By Luo Jian
Published: 2008-05-09


A villager sits in front of his former house, now little more than a pile of bricks.

Nearly a month after flows in the Yellow River burst its bank, villagers living around the Hangjinqi section of the water course near Erdos city, Inner Mongolia, were still struggling to rebuild their homes.

Along the road leading up to Duguidala town, the scenery made up of houses half-submerged in the water, as if they were tiny islands scattered on a lake; while what used to be fertile corn fields stretching into the horizon, had turned into muddy flood plank that the spring planting season had to be delayed.
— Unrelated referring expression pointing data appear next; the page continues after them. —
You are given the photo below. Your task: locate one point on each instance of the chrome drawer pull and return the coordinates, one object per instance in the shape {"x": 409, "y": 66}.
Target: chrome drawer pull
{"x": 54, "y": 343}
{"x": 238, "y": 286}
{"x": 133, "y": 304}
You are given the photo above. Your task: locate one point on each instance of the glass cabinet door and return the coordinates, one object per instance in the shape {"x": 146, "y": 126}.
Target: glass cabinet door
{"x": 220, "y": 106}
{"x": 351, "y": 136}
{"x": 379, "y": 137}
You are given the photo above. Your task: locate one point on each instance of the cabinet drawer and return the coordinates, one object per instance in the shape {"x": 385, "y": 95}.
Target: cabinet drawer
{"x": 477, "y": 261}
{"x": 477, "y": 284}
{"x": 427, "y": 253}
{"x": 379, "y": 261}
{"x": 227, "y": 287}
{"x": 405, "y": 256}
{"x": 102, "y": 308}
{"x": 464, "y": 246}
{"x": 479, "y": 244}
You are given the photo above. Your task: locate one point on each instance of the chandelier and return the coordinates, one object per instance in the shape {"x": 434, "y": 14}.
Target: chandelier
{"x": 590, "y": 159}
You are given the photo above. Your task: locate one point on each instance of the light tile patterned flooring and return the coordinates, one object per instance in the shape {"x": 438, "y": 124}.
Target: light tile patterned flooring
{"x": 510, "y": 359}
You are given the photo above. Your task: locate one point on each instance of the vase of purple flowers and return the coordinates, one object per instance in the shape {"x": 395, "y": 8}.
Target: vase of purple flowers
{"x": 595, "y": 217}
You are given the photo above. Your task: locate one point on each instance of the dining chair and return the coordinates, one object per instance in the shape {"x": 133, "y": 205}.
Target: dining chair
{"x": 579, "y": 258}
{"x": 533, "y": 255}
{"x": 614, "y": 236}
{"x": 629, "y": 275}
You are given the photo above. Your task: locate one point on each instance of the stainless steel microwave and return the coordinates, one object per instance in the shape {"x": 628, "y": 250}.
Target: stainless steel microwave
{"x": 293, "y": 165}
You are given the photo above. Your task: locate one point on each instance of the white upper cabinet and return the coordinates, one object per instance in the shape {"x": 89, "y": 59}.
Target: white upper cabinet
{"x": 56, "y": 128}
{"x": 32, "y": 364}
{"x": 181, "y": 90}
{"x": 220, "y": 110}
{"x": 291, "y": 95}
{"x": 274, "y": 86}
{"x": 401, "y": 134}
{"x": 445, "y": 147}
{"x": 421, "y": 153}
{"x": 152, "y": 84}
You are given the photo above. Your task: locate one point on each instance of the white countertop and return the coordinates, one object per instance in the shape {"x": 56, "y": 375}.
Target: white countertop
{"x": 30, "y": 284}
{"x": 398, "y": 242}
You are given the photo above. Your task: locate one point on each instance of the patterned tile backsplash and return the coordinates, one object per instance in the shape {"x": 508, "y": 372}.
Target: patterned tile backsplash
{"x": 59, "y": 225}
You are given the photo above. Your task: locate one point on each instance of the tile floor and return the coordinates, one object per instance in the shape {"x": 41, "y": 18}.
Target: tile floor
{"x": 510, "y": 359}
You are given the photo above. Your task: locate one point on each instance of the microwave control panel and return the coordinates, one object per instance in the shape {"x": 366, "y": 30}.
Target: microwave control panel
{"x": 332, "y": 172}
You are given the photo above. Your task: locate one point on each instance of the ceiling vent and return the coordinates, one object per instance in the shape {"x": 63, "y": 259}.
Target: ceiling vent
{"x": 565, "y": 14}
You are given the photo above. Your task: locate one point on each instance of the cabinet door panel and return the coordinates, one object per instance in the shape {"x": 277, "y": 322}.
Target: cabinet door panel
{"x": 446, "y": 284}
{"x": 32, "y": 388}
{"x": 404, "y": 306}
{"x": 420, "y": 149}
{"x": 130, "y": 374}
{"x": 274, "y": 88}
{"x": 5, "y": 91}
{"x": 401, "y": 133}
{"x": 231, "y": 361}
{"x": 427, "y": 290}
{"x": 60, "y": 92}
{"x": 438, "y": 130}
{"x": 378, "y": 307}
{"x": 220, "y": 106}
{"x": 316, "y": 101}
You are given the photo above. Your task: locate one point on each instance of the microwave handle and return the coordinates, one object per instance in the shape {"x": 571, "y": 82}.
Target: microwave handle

In the wee hours of March 20, 2008, the shriek of siren announcing the flood jolted thousands out of their sleep. In the two hours following the Yellow River burst its bank, some 10,000 people from 12 villages were evacuated and the gush claimed 106 square meters of area. The level of water in this stretch of Yellow River had been alarmingly high over the past years due to sediments building up in the river bed.
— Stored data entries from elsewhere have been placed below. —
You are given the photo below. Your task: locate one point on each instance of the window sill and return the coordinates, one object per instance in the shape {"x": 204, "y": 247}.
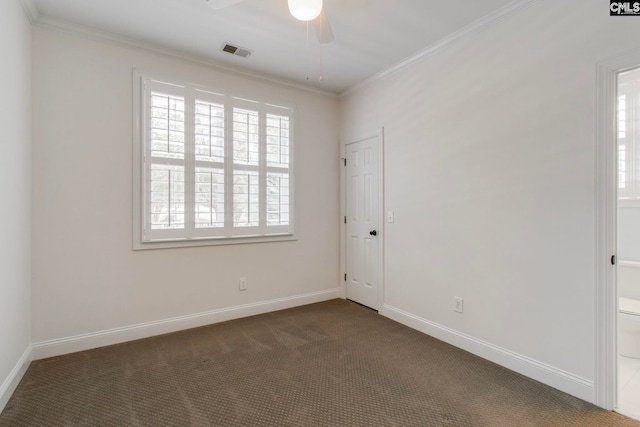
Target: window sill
{"x": 186, "y": 243}
{"x": 629, "y": 203}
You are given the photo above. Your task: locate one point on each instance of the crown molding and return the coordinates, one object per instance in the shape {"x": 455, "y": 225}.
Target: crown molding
{"x": 30, "y": 9}
{"x": 476, "y": 26}
{"x": 48, "y": 22}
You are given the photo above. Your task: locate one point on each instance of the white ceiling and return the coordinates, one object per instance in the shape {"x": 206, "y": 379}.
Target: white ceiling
{"x": 370, "y": 35}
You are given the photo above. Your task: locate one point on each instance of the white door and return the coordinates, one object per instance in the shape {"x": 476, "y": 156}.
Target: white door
{"x": 363, "y": 228}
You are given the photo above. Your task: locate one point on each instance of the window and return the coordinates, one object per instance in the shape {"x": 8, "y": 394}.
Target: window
{"x": 210, "y": 168}
{"x": 629, "y": 136}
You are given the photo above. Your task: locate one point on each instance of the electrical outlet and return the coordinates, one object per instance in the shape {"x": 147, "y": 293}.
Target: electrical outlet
{"x": 458, "y": 304}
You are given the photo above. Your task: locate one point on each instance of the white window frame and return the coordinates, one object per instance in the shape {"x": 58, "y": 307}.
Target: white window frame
{"x": 629, "y": 169}
{"x": 191, "y": 236}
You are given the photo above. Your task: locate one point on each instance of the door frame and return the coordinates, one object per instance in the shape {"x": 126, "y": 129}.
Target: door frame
{"x": 379, "y": 136}
{"x": 606, "y": 292}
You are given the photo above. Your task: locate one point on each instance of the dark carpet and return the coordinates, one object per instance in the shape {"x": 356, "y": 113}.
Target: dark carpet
{"x": 329, "y": 364}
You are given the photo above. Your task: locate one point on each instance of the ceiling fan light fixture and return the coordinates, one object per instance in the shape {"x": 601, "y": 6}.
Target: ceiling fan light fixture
{"x": 305, "y": 10}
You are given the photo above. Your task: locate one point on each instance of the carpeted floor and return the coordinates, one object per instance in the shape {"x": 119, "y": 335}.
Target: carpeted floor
{"x": 329, "y": 364}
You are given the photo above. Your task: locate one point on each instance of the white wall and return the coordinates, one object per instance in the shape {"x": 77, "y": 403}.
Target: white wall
{"x": 15, "y": 174}
{"x": 490, "y": 169}
{"x": 86, "y": 277}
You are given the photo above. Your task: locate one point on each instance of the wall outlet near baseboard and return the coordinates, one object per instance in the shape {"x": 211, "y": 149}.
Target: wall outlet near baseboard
{"x": 458, "y": 304}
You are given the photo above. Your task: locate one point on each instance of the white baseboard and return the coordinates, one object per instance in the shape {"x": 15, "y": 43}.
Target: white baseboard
{"x": 564, "y": 381}
{"x": 15, "y": 376}
{"x": 83, "y": 342}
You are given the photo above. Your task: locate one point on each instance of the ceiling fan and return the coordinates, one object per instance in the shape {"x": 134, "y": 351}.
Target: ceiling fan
{"x": 304, "y": 10}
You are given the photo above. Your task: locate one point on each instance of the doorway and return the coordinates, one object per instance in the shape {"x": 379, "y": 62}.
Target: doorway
{"x": 363, "y": 231}
{"x": 609, "y": 161}
{"x": 628, "y": 237}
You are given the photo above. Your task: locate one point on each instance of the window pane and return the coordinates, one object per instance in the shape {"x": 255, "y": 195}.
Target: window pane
{"x": 166, "y": 198}
{"x": 167, "y": 131}
{"x": 246, "y": 207}
{"x": 209, "y": 132}
{"x": 277, "y": 199}
{"x": 209, "y": 198}
{"x": 277, "y": 141}
{"x": 246, "y": 146}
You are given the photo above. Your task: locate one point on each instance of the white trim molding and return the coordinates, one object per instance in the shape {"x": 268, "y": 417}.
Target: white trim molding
{"x": 482, "y": 23}
{"x": 10, "y": 383}
{"x": 554, "y": 377}
{"x": 606, "y": 148}
{"x": 88, "y": 341}
{"x": 55, "y": 24}
{"x": 30, "y": 9}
Three weeks after that, villager Li Mugen was still living in a tent next to his ruined house to safeguard family possessions salvaged from the flood. His other family members were sent to relative's home for shelter. He and other fellow villagers had been waiting for water pumps, electricity, machines and other supplies to start clearing the debris and reclaimed their home land.


After the flood, villagers used iron drum boats to get around.


The only house left standing has become a shelter for neighbors.


A local villager was salvaging furniture in front of his crushed house.


Nobody knows how long they will live in tents.


A house surrounded by floodwater looks like a solitary island.